Mahmut Esat Bozkurt’un Adalet Bakanlığı döneminde hazırlanan ilk yasa, artık Türkiye Cumhuriyeti’nin en önemli niteliğinin simgesidir: Devlet işleri ile din işleri birbirinden kesinlikle ayrılmıştır. Devlet ve toplum artık laiktir. Bu bir mucizedir!

***

Medeni Kanunu’nun (Yurttaşlar Yasası) TBMM’de oybirliği ile kabul edilmesi bütün dünyada büyük yankılar yarattı. Halkı Müslüman olan bir ülkede görülmemiş bir devrimdi.

Türkiye Cumhuriyeti yurttaşları arasında genel ve eşit haklar dizgesini oluşturan bu yasanın çıkması nedeniyle, Lozan Antlaşması ile bazı haklar kazanmış olan azınlıklar, Cumhurbaşkanı Mustafa Kemal Paşa’ya başvurarak, bu ayrıcalıklarından vazgeçiyorlardı. Ayrıca bu yasanın 266. maddesine göre reşit olan her vatandaş kendi dinini seçmekte özgür oluyordu. Bu da en büyük inançsal ve zihinsel bir devrimdi. Birey dinlerin zincirlerinden artık kurtuluyordu.

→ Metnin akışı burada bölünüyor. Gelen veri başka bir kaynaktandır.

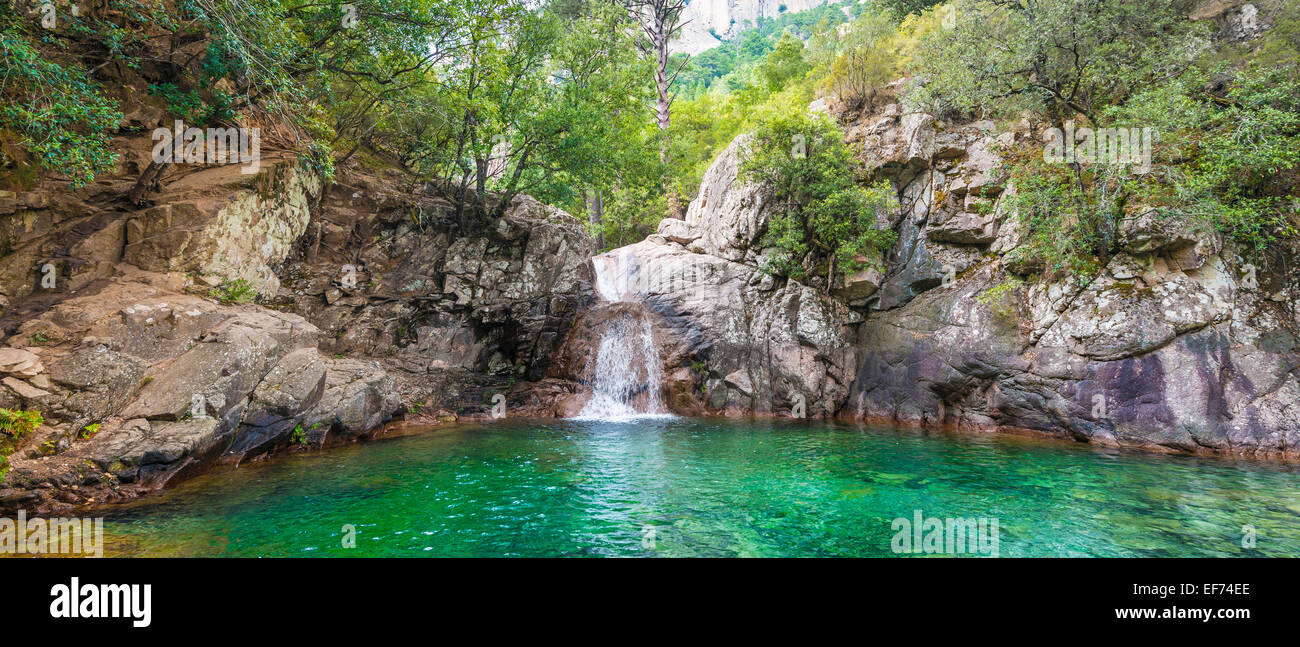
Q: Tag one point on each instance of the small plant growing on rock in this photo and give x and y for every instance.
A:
(18, 422)
(89, 430)
(1002, 299)
(233, 291)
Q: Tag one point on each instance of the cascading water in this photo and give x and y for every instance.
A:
(627, 372)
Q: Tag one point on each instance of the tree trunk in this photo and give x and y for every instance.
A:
(596, 213)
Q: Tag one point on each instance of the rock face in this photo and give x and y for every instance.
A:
(731, 337)
(375, 300)
(1173, 344)
(386, 273)
(174, 381)
(1177, 343)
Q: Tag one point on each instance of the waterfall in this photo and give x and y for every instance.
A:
(628, 369)
(614, 274)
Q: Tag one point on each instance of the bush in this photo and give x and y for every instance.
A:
(17, 422)
(233, 291)
(822, 217)
(51, 116)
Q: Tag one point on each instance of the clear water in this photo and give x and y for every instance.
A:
(627, 372)
(711, 487)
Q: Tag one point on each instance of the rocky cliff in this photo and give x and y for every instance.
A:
(133, 330)
(1173, 344)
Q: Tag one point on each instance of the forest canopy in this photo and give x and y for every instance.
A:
(558, 99)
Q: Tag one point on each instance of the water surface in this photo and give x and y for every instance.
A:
(711, 487)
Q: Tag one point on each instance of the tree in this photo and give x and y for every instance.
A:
(1060, 56)
(661, 22)
(784, 64)
(822, 216)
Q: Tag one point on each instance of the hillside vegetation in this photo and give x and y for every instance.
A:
(553, 99)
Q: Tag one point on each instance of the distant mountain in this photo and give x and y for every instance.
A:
(713, 21)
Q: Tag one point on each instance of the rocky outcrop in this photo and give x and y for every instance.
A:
(146, 382)
(1175, 343)
(386, 273)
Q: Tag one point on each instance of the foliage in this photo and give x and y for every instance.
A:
(51, 116)
(1222, 163)
(17, 422)
(1053, 56)
(865, 57)
(233, 291)
(784, 64)
(822, 216)
(731, 65)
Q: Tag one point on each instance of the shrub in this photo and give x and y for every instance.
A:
(233, 291)
(822, 216)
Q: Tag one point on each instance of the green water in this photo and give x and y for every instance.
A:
(711, 487)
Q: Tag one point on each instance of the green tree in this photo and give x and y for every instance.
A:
(824, 222)
(784, 64)
(1057, 56)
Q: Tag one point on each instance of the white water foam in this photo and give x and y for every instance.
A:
(614, 276)
(627, 373)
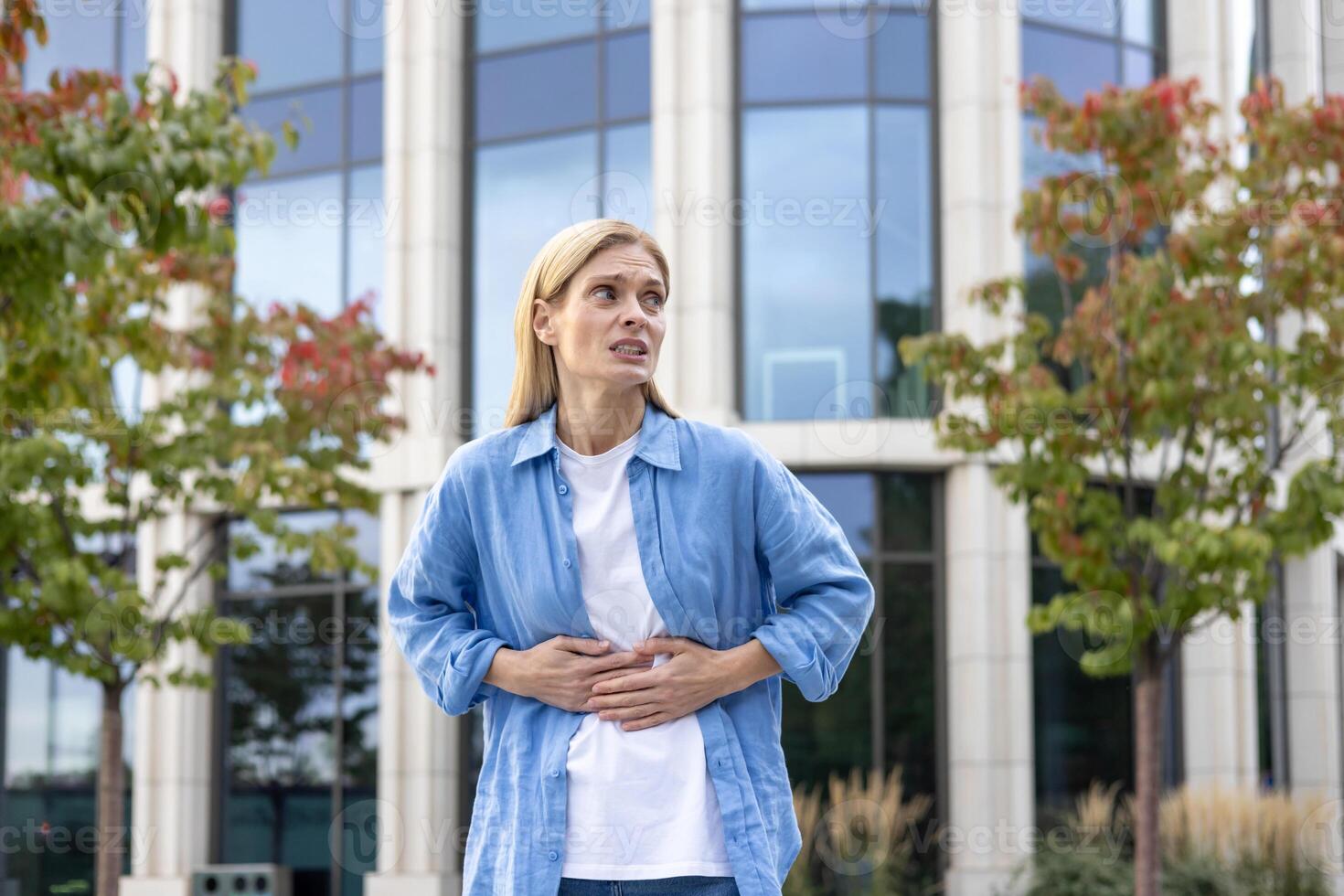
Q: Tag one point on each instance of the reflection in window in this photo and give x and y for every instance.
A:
(300, 709)
(91, 34)
(560, 134)
(51, 729)
(837, 240)
(308, 229)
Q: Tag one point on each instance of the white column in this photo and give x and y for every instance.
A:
(692, 156)
(991, 779)
(421, 827)
(1312, 633)
(1218, 658)
(1295, 46)
(174, 727)
(991, 767)
(420, 764)
(1332, 46)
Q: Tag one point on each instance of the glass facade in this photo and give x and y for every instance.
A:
(1081, 48)
(108, 35)
(1083, 726)
(560, 123)
(299, 704)
(312, 229)
(299, 712)
(837, 188)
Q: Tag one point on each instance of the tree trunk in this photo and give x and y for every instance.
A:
(112, 795)
(1148, 764)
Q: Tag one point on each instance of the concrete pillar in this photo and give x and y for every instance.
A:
(1295, 46)
(174, 729)
(1218, 658)
(991, 776)
(1332, 45)
(421, 827)
(692, 155)
(991, 764)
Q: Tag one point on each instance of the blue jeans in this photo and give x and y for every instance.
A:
(687, 885)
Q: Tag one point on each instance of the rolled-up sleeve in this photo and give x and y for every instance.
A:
(431, 603)
(821, 592)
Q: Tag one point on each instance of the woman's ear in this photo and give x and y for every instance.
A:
(543, 323)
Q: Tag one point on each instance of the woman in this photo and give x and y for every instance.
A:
(623, 589)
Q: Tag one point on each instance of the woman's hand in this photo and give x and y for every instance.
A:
(694, 677)
(562, 670)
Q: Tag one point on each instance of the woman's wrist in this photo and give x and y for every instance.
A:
(506, 670)
(750, 663)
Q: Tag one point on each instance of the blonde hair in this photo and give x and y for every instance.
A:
(535, 380)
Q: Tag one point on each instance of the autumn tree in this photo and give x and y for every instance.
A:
(1204, 363)
(113, 202)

Yasanın çıkması üzerine, M. E. Bozkurt’un yüksek öğremin yaptığı ve doktorasını aldığı Fribourg Üniversitesi kendisine bir mektup göndererek başarısını kutladı.

Sadece bu yasa dolayısıyla, Şeriatçı İslamcıların M. E. Bozkurt’tan nefret etmelerini, ona karşı düşmanlık hissetmelerini anlayabiliriz. Çünkü yüzlerce yıllık dünyaları yıkılmış ve yeryüzü egemenliklerini büyük ölçüde kaybetmişlerdi.

Çoğu zibidi olan ötekilerin düşmanlıklarına gelince: Cumhuriyetçi Mahmut Esat Bozkurt’un yaptıkları öylesine büyük ve çoğul ki, her budala ona düşman olmak için bir gerekçe bulabilir. Bu gerekçeleri tek tek çürüteceğiz.

NOTA BENE:

Mahmut Esat Bozkurt konusunda bir başka temel kitabı salık vereceğim: Kitabın yazarı: Nail Topal. Kitabın Adı: “Ateşten Adam ya da Bozkurt.” Yayıncı: Kuşadası Yerel Tarih Araştırmaları Grubu (KUYETA). Ekim 2012. Tel: 0256 618 44 44. e.mail: [email protected])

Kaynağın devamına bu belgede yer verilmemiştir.